Speaking on BBC Radio 4’s Today programme, he said: “You’ve got a big capital investment, say £30 to £40 billion, if you’re giving it away free, for example, that’s probably another £5 billion a year of revenue that Openreach currently gets in from its customers.

“So, you’ve got that big investment to make and I guess, from my perspective, what’s really important to me is my employees, our colleagues at BT at Openreach, our shareholders and our pensioners.

“Remember, the BT group has over 100,000 people working every single day.

“We also have hundreds of thousands of people who used to work for BT who have pensions that they rely on, and we’ve got to make sure we’re generating the returns for those pensioners, and also very, very importantly, for our shareholders, because ultimately they currently own the company.

“So, all I’m really saying is these are very, very ambitious ideas, and the Conservative Party have their own ambitious idea for full-fibre for everybody by 2025.

“How we do it is not straightforward, it needs funding, it’s very big numbers, so you know we’re talking £30 to £40 billion per building, and if you’re giving it away it’s again a sort of eight-year timeframe, it’s sort of another £30 to £40 billion. So you’re not short of £100 billion.”

Asked whether it would be owned by the Government or the state or public sector, Mr Jansen added: “The mechanism for that is not straightforward as we have a liability to our pensioners which we see as a responsibility of £60 billion.”

On criticism that a lot of money people pay goes out in the form of dividends to shareholders, he said: “Our shareholders ultimately own the company and they provide the investment into the infrastructure, and ultimately, as you probably know, our share price has gone backwards significantly.

“I think we were £5 not long ago and now we’re down to sort of around £2. It’s had a major knockback.

“So, shareholders are nursing massive losses on their investments should they have bought in at £5, say, two years ago – that’s market forces.”

The BT share price later stabilised to just a 2% fall – nevertheless wiping nearly £500 million off the company’s value.

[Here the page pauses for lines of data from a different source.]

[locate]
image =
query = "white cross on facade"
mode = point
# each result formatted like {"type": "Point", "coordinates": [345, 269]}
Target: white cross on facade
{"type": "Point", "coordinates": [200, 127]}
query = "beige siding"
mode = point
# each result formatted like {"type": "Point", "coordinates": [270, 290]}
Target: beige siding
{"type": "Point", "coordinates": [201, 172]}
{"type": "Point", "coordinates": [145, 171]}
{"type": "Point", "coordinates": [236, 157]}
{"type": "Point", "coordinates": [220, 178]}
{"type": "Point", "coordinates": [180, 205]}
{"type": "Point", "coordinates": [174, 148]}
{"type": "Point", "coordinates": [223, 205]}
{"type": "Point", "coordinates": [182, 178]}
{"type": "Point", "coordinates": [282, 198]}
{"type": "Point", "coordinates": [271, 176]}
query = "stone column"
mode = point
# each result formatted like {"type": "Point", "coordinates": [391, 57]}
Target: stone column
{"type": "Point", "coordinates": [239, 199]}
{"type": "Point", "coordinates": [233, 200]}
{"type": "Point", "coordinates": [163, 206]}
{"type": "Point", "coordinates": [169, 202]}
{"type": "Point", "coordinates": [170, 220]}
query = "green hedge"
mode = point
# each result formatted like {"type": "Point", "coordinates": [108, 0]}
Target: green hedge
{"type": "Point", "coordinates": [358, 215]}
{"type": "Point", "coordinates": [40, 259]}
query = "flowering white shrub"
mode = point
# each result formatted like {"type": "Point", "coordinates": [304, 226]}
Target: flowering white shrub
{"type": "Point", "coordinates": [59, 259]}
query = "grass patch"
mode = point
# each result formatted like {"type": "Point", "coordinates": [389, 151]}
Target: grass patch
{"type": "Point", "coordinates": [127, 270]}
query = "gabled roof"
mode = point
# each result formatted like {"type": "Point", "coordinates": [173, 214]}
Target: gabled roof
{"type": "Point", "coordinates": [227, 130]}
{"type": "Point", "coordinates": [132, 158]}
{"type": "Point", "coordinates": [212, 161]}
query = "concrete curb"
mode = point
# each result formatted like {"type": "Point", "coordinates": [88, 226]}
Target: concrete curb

Meanwhile TalkTalk’s chief executive Tristia Harrison told the PA news agency the sale of its full fibre broadband business, FibreNation, has been put on hold after the Labour announcement.

And James Lusher, Virgin Media’s head of external communications, made his views on Labour’s policy clear by tweeting a gif of a raccoon stealing food from a cat bowl captioned with the words:  “This mine now.”

Labour has said the pledge will be paid for through the party’s Green Transformation fund and taxing corporations such as Amazon, Facebook and Google – adding it will save the average person £30.30 a month.

They said there would be a one-off capital cost to roll out the full-fibre network of £15.3 billion, in addition to the Government’s existing and not yet spent £5 billion commitment.

The rollout would begin with communities that have the worst broadband access, including rural and remote communities and some inner city-areas, followed by towns and smaller centres, then by areas currently well served by superfast or ultrafast broadband.

In a speech on Friday, Mr Corbyn will say the internet has become such a central part of our lives, adding: “That’s why full-fibre broadband must be a public service, bringing communities together, with equal access, in an inclusive and connected society.

“It’s time to make the very fastest full-fibre broadband free to everybody, in every home in every corner of our country.”

One of the goals is to deliver the service to at least 15-18 million premises within five years.

Julian David, chief executive of tech trade association techUK, said: “These proposals would be a disaster for the telecoms sector and the customers that it serves.

“Renationalisation would immediately halt the investment being driven not just by BT but the growing number of new and innovative companies that compete with BT.